Он смеется, промокает голову, но, когда женщина смотрит на него, замолкает. Откашливается, сплевывает в пыль, подходит и садится на качели, которые папа сделал для меня на можжевеловом дереве, сидит, чуть раскачиваясь, обмахивается своей шляпой.
Чем больше я размышляю над тем, что он сказал, тем сильнее меня это бесит. Они с Джоном продолжают говорить о нашем доме, о деревне, об имуществе, об их стоимости, и я вдруг начинаю думать, что они, наверное, не догадываются, что я говорю по-английски. Они, по-видимому, с Востока, где люди знают об индейцах только из фильмов. Представляю, как им будет стыдно, когда они узнают, что я понимаю, о чем они говорят.

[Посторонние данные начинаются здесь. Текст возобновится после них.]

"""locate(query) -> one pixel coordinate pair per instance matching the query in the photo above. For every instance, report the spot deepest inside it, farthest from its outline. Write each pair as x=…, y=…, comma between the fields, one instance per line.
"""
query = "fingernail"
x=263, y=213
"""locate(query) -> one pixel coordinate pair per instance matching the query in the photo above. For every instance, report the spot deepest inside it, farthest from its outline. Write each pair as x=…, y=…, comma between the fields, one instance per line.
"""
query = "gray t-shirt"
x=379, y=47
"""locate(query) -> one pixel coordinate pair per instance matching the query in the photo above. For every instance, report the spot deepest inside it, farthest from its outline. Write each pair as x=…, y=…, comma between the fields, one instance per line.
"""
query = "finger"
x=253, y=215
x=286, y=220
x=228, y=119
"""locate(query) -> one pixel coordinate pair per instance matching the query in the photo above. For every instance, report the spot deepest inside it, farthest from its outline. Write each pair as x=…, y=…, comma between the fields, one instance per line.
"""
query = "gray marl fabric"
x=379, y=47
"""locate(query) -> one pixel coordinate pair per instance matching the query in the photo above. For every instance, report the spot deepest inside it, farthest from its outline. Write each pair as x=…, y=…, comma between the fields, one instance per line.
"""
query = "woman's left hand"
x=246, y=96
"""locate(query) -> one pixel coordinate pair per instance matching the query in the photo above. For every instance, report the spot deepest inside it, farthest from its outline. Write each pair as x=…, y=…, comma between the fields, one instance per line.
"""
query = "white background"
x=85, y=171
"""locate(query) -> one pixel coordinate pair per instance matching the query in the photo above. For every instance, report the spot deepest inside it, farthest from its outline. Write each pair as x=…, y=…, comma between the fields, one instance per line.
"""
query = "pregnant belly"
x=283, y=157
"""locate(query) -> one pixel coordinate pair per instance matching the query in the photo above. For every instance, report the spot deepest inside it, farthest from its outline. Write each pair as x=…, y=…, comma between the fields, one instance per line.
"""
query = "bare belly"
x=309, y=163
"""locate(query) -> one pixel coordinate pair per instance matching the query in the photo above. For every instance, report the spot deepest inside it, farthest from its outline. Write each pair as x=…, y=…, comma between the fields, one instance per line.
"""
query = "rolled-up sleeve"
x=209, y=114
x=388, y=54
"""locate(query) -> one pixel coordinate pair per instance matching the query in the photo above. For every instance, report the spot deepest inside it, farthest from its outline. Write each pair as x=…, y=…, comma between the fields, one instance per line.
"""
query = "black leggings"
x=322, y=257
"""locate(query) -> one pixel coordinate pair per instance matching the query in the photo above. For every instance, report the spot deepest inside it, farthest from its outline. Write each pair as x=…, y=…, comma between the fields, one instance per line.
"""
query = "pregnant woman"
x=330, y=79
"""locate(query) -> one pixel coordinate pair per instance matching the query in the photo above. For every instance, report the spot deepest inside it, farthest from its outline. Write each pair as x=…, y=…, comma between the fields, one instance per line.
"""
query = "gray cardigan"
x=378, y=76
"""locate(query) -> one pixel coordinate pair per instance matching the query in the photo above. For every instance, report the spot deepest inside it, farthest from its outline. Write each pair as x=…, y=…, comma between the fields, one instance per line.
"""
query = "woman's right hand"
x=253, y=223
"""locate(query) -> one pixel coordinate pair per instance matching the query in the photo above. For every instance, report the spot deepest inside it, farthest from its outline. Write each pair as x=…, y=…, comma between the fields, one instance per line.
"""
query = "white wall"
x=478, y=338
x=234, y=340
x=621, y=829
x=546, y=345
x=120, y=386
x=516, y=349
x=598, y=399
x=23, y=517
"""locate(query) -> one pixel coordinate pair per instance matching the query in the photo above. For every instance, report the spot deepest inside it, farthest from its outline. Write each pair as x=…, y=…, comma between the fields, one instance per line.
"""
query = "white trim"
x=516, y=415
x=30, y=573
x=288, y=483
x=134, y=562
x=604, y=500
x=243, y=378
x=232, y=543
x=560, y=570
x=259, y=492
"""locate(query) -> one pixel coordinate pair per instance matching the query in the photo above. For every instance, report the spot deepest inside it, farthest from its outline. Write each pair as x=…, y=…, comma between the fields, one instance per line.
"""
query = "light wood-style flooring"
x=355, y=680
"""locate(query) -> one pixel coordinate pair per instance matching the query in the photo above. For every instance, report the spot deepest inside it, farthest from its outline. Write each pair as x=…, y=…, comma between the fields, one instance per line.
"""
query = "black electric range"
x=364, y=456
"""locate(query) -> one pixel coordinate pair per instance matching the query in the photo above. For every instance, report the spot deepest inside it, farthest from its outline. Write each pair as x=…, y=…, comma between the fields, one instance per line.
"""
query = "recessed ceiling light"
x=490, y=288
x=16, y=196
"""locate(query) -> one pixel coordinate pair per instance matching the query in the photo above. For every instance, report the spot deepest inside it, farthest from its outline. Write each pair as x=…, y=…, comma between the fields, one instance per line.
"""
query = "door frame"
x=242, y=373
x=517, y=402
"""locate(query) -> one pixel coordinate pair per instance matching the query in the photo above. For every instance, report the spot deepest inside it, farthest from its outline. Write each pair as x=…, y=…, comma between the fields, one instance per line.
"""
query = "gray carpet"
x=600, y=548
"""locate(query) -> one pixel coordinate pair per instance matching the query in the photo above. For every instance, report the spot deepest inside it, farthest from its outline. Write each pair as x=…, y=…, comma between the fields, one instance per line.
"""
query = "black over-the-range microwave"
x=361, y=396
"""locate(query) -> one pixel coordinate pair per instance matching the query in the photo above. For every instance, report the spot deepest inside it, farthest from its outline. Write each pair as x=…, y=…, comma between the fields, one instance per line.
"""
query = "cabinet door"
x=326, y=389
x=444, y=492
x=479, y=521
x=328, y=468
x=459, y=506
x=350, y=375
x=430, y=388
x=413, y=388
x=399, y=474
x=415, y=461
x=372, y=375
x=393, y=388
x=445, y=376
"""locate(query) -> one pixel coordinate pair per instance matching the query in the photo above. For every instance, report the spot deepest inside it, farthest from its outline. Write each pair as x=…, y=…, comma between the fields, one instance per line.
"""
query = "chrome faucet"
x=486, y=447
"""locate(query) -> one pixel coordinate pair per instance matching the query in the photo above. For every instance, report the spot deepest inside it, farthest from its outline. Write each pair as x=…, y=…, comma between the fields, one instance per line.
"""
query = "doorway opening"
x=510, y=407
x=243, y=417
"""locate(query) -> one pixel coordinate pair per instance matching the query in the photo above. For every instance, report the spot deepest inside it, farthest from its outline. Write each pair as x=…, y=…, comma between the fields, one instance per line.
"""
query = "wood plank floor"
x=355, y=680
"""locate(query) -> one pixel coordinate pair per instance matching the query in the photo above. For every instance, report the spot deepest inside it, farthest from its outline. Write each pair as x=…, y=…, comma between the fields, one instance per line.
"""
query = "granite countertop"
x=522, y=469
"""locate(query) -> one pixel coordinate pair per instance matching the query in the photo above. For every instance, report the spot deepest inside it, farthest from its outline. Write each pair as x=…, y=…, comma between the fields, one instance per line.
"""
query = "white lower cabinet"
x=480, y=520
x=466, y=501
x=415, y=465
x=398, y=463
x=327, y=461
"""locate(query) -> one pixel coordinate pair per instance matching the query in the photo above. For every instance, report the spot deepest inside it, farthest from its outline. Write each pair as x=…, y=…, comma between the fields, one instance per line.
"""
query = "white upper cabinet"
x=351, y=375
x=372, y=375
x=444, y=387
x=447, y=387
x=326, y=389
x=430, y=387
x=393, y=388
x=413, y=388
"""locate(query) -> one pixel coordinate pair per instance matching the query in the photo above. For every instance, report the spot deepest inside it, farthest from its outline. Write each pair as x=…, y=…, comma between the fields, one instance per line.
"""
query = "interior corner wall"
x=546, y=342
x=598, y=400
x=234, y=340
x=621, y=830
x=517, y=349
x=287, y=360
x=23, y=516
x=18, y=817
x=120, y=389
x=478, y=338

Жду, пока они еще поговорят о жаре и о доме, потом встаю и, стараясь использовать все свои школьные знания, говорю толстому, что наш обложенный дерном дом гораздо прохладней, чем любой дом в городе, намного прохладней! «Я знаю точно, в нем прохладней, чем в школе, в которую я хожу, и даже чем в кинотеатре в Даллзе, на котором буквами-сосульками написано: „Здесь прохладно!“.»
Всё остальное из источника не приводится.